Firms are known to focus their efforts in areas where they expect the maximum yields of profits against the cash flows that they have. This criterion implies that the decisions made in this regard are dependent on the extent of liquidity available and the level of demand for the new knowledge and initiatives in the industry. Consideration has also been made regarding the impact on firms that admit to having made profits from their operations as also from other actions such as selling of capital assets and other resources of the firm. This results in a change in the optimum choice made by the firm’s boundaries since firms have to be prudent in deciding upon the segments that will bring benefits not only by way of profits but also by way of appreciation of assets. It is better to act in focusing upon the options that affect the choices of boundaries open for a firm instead of acting generically on the boundaries of firms. The choices have to be made by an individual firm in considering the conditions that are faced by it.
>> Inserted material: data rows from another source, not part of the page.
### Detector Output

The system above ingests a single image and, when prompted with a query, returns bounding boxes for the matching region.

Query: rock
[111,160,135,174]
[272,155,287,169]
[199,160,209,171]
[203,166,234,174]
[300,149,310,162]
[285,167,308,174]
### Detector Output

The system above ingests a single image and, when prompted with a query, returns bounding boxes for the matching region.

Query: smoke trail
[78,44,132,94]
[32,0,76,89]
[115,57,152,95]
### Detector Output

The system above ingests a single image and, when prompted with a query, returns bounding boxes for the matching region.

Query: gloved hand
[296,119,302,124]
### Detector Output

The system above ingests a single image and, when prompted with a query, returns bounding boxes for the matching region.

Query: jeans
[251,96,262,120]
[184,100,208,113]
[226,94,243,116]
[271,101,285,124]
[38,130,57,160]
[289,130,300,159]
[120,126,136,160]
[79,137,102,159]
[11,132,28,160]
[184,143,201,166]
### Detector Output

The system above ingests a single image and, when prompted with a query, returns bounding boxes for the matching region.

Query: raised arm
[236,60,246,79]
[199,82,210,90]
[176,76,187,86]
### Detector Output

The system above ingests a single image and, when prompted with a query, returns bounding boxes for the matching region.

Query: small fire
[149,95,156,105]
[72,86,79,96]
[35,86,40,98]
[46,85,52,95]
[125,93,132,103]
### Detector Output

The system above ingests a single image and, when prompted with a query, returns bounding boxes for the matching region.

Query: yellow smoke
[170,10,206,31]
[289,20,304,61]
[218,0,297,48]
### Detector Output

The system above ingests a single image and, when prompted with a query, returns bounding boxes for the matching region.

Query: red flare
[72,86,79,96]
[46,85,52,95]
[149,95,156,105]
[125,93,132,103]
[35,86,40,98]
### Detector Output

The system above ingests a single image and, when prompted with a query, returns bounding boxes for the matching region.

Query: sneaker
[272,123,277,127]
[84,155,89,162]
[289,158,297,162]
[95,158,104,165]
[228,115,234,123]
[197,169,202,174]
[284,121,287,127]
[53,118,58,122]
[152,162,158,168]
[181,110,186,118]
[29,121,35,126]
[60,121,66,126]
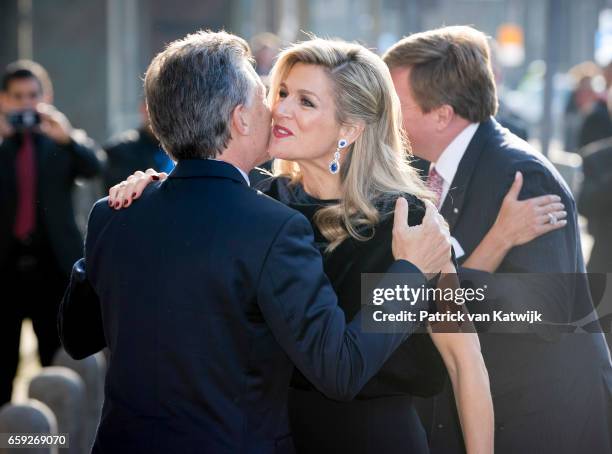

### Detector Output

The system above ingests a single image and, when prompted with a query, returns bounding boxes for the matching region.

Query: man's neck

The relevant theory supports the belief that efficient boundaries of a firm are dynamic and can be substantiated by building upon transaction cost economics and the knowledge-based theory of the firm. In stressing the role of technological change, this paper has analyzed the contention of economists in using the concept of deconstruction, recent business paradigms, and altering market concepts in explaining the vertical integration of firms. This paper provides new perceptions and has revealed how theoretical foundations broaden the appeal of research in boundaries of the firm by including the knowledge base from the dynamic capability approaches and of progressive economics. The paper demonstrates how technological change in terms of technological opportunity, new knowledge, transfer of knowledge and other appropriate circumstances influence the firm’s decisions to alter the value chains, choice of business models, and the progression of the market conditions. Such circumstances result in new business models that are nonspecific and based on this analysis a strategic framework has been developed that will assist firms in picking the most attractive options in the industry’s value chain.